MPIA scientist awarded renowned Cozzarelli Prize

May 03, 2018
During the weekend, the National Academy of Sciences of the USA presented this year's Cozzarelli Prize in a festive ceremony. Together with their Canadian colleagues Ben Pearce and Ralph Pudritz, Dimitry Semenov and Thomas Henning from the Max Planck Institute for Astronomy (MPIA) were awarded for one of their outstanding publications to explore the origins of life, which appeared in the PNAS Journal in 2017.

Since 2005, the National Academy of Sciences of the United States of America has awarded the Cozzarelli Prize. Yearly, the academy honours research publications of outstanding scientific excellence and originality published the year before in the renowned PNAS Journal (Proceedings of the National Academy of Sciences). PNAS exists since 1915 and covers a broad range of cutting-edge research in the fields of biology, physics and social sciences. Since 2007, the award has been named after the well-known American biochemist Nicholas Robert Cozzarelli (1938-2006), who was editor-in-chief between 1995 and 2006. The prize is awarded annually by the editors. The selection is based on all publications from the previous year.

Last Sunday (29.04.2018), Ben Pearce, Ralph Pudritz, Dimitry Semenov and Thomas Henning were awarded the Cozzarelli Prize for 2017 at the PNAS Editorial Board Meeting in Washington DC in a ceremony for their publication Origin of the RNA world: The fate of nucleobases in warm little ponds (PNAS Oct 2017, 114 (43) 11327-11332).

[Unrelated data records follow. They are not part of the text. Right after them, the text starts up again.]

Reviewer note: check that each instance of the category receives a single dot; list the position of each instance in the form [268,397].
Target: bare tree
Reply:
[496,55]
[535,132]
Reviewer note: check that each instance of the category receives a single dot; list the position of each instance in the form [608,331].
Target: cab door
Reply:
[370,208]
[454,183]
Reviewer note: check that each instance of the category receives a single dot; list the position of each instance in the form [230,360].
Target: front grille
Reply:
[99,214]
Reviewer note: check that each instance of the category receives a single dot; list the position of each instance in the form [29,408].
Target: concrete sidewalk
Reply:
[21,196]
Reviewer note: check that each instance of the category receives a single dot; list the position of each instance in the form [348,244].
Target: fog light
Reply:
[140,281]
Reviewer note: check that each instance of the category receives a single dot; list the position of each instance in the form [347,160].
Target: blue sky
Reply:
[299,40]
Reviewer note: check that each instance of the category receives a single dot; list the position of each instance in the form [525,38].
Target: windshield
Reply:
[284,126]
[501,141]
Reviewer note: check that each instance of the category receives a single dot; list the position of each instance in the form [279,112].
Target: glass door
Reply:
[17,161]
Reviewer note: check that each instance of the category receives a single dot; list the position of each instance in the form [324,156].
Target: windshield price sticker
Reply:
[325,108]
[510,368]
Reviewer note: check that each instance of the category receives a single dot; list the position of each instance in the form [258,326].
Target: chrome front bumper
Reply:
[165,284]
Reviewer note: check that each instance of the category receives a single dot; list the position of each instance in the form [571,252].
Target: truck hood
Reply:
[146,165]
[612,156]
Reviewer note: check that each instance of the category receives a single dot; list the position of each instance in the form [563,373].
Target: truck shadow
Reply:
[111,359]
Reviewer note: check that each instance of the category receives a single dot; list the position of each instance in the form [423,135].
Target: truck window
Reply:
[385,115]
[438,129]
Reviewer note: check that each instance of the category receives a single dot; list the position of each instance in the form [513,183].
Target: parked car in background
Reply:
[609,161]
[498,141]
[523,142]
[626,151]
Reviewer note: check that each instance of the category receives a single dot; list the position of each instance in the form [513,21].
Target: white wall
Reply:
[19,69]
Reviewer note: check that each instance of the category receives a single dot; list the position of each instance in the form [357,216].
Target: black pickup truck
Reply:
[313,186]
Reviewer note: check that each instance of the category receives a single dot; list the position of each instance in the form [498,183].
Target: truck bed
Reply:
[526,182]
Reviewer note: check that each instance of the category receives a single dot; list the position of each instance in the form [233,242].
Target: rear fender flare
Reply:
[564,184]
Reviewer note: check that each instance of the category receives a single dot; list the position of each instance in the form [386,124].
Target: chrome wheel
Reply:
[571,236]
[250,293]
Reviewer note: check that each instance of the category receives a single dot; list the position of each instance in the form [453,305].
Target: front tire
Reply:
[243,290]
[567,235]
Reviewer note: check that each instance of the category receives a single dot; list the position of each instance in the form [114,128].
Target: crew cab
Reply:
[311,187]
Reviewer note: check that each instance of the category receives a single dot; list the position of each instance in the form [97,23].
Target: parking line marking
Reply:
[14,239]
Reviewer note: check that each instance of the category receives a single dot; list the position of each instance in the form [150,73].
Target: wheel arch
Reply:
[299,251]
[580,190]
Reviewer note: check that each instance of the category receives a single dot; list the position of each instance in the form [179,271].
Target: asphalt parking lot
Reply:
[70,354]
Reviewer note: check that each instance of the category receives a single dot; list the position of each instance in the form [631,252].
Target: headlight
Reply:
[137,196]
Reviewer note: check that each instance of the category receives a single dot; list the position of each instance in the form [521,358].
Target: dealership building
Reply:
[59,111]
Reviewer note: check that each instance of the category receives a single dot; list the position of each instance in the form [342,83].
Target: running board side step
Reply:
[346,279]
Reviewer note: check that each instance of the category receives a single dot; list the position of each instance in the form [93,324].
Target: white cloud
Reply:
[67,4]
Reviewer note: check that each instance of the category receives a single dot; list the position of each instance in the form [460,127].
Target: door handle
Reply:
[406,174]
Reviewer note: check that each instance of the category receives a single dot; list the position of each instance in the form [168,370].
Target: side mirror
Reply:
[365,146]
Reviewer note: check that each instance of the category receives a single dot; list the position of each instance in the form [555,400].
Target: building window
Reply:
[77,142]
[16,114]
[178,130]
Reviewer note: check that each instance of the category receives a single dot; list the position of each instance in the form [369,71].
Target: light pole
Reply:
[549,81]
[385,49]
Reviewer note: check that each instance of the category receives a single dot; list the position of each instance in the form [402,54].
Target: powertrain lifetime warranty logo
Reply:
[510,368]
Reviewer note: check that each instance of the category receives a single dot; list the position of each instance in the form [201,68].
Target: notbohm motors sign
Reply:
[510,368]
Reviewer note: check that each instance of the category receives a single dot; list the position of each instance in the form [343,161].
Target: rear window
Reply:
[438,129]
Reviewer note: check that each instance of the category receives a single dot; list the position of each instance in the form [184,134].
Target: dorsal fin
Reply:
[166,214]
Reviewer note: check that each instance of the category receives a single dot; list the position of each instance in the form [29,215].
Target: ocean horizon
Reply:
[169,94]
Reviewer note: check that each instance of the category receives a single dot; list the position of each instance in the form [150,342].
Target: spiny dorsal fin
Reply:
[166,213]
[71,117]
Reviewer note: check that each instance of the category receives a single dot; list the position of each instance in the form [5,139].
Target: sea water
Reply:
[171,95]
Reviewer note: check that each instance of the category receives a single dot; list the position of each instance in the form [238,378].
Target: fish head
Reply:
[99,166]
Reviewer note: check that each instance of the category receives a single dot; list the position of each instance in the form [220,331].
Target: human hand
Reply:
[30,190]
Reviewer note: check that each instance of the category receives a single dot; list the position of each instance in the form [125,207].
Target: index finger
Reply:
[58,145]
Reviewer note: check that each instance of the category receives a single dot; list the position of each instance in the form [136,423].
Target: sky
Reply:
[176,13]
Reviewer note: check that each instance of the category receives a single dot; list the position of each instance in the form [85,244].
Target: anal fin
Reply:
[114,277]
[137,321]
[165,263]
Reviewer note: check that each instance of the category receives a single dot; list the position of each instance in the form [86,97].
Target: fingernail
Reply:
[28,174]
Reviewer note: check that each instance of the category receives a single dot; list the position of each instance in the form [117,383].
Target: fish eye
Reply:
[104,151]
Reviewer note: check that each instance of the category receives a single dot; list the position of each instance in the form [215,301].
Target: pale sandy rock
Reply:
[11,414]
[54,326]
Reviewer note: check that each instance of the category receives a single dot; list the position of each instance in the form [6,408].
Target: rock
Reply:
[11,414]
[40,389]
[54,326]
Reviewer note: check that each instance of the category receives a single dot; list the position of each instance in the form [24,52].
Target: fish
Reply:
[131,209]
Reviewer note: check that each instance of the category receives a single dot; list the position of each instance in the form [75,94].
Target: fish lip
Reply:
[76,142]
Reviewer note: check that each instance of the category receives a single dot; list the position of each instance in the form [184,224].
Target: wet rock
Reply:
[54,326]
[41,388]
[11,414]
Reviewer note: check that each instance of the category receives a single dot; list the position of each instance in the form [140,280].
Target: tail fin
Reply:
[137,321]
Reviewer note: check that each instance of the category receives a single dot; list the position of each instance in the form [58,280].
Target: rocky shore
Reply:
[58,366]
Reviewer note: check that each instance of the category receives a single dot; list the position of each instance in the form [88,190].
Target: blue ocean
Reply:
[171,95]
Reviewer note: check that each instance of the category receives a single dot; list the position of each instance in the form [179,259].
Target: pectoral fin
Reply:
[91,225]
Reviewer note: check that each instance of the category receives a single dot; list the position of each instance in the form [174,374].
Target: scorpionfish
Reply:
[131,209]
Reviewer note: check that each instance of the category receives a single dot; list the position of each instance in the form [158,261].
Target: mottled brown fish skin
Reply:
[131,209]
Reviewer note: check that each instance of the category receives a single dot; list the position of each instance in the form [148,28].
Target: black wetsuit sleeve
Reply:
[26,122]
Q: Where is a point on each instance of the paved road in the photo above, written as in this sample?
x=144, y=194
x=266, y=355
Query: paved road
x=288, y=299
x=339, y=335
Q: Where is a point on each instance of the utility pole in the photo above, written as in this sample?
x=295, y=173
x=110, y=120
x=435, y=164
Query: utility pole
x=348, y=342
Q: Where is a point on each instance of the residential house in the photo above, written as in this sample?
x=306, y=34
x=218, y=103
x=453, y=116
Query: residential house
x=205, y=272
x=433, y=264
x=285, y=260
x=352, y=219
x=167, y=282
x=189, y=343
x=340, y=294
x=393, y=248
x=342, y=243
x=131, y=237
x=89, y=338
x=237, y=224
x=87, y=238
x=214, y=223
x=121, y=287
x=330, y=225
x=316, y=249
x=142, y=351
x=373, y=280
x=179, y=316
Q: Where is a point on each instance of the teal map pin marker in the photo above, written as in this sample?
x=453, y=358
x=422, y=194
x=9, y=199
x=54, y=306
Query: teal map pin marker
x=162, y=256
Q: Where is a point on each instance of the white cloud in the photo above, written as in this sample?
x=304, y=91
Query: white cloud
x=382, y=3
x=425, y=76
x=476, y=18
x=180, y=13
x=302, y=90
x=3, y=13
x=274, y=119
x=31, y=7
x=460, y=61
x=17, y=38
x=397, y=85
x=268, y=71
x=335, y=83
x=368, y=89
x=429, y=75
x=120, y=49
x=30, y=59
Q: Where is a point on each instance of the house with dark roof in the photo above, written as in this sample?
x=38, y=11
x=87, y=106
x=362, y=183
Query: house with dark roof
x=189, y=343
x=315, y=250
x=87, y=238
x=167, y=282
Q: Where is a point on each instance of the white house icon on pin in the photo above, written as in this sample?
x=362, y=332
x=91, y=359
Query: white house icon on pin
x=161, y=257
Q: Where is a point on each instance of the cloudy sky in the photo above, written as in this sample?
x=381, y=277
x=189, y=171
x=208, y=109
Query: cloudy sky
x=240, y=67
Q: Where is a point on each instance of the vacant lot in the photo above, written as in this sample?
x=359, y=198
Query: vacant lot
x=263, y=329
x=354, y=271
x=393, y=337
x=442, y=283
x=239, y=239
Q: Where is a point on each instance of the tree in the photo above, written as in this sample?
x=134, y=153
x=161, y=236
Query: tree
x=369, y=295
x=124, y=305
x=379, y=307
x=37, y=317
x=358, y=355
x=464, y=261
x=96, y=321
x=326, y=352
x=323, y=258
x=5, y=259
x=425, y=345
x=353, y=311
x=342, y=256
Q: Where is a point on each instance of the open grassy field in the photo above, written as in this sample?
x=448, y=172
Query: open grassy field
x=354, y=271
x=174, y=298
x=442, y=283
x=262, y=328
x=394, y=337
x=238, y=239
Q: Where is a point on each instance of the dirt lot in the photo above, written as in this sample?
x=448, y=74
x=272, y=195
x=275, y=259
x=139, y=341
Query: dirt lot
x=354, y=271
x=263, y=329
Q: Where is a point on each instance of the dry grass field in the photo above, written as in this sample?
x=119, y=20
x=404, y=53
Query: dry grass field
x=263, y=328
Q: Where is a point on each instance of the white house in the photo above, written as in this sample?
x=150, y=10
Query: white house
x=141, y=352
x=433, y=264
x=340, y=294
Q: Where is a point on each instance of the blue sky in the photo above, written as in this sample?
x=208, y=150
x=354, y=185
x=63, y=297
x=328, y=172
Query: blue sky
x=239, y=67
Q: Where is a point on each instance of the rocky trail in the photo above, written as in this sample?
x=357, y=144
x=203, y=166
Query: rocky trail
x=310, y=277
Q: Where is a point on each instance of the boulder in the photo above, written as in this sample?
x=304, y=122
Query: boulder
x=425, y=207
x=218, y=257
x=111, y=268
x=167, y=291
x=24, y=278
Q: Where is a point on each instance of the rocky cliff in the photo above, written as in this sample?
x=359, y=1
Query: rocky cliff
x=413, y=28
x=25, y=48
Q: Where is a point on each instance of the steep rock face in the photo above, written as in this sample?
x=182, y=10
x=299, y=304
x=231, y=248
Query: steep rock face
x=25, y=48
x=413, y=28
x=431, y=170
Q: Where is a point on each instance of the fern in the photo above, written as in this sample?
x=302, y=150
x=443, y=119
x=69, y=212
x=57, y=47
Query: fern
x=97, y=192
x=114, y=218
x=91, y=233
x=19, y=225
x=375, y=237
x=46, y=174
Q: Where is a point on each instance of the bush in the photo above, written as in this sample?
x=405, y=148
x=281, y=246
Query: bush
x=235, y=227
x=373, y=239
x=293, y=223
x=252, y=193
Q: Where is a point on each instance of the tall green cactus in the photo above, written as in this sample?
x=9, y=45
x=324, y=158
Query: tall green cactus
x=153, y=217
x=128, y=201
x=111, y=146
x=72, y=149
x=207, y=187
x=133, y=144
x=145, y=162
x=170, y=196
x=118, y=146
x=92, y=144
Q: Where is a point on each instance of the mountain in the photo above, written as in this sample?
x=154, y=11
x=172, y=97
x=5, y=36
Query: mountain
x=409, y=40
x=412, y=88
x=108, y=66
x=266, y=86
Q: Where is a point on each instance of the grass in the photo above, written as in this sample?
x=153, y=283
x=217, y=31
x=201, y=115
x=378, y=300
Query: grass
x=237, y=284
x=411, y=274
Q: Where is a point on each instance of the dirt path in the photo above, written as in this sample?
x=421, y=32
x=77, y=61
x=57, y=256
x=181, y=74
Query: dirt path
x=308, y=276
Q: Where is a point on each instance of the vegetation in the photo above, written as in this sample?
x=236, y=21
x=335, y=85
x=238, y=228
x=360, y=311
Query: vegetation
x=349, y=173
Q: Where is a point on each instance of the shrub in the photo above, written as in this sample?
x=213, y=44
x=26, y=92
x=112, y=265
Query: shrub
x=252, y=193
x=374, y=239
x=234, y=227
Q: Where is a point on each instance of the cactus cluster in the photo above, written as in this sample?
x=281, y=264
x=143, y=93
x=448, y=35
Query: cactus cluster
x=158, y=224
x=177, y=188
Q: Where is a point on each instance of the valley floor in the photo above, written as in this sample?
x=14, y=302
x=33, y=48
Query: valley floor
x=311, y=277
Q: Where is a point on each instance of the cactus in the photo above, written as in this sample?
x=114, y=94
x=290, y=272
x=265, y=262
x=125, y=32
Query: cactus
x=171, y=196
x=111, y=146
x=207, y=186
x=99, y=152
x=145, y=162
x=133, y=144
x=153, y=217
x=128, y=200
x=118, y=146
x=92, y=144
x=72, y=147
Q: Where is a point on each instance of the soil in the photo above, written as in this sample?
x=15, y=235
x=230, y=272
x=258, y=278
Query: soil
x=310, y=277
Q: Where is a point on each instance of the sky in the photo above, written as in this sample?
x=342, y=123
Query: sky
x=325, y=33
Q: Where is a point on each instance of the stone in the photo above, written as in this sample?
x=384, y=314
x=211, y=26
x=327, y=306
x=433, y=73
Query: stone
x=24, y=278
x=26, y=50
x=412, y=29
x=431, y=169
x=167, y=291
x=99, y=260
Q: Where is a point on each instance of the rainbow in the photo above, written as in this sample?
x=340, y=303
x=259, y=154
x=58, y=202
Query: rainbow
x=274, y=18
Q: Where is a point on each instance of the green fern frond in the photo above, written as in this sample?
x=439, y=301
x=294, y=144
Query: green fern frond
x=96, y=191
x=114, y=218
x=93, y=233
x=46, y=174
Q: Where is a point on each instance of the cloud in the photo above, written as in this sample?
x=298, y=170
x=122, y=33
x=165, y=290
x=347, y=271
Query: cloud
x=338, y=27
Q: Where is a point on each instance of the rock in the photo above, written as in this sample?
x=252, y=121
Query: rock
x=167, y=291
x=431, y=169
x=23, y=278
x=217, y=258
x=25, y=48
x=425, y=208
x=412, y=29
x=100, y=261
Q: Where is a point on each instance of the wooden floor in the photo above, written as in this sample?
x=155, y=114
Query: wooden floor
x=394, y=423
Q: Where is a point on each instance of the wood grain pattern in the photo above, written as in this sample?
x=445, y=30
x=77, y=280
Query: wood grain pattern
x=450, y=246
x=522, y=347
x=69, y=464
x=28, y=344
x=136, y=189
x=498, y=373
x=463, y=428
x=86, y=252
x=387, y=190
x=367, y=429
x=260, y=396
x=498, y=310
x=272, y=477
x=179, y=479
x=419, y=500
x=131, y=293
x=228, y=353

For many decades it has been a hot research topic to explore how the first building blocks of life - i.e. substances from organic chemistry - appeared on earth about four billion years ago. How could so-called nucleobases such as Adenine, which formed the basis for the first life on Earth, be enriched?
In fact, the publication of the Canadian and Heidelberg authors can be described as outstanding and of originality, because the authors have chosen an extremely interesting and currently still rather unusual approach to investigate this question.
They chose carbon-containing meteorites as the source of the original building blocks and modeled the life-span of the nucleobases in small warm freshwater ponds on volcanic land masses, in which biological evolution could then start.
With this approach, however, the authors argue against the usual way of thinking, the paradigm of biologists, namely that life was created in the oceans and the original building blocks evolved due to the triggering by chemical energy.

However, this approach may seems obvious to modern astronomers, since astrophysicists have already found complex organic molecules even in extremely cold clouds of gas and dust in the Milky Way and also in other hostile to life environments in space. And in particular in meteorites and comets numerous organic substances have been found, making such objects to interesting candidates for possible sources of the original building blocks of life, because our planet was exposed to a bombardment from these celestial bodies in its early days.

The work of Pearce, Pudritz, Semenov and Henning documents the remarkable rise of this reserach area and of astrochemistry to an extremely modern, forward-looking field of research over the last 15 years in which interdisciplinarity plays an important role. With the HIFOL initiative (Heidelberg Initiative for the Origins of Life, see launched by Thomas Henning and Oliver Trapp, MPIA has been trying for several years to bring scientists together for the research in this field.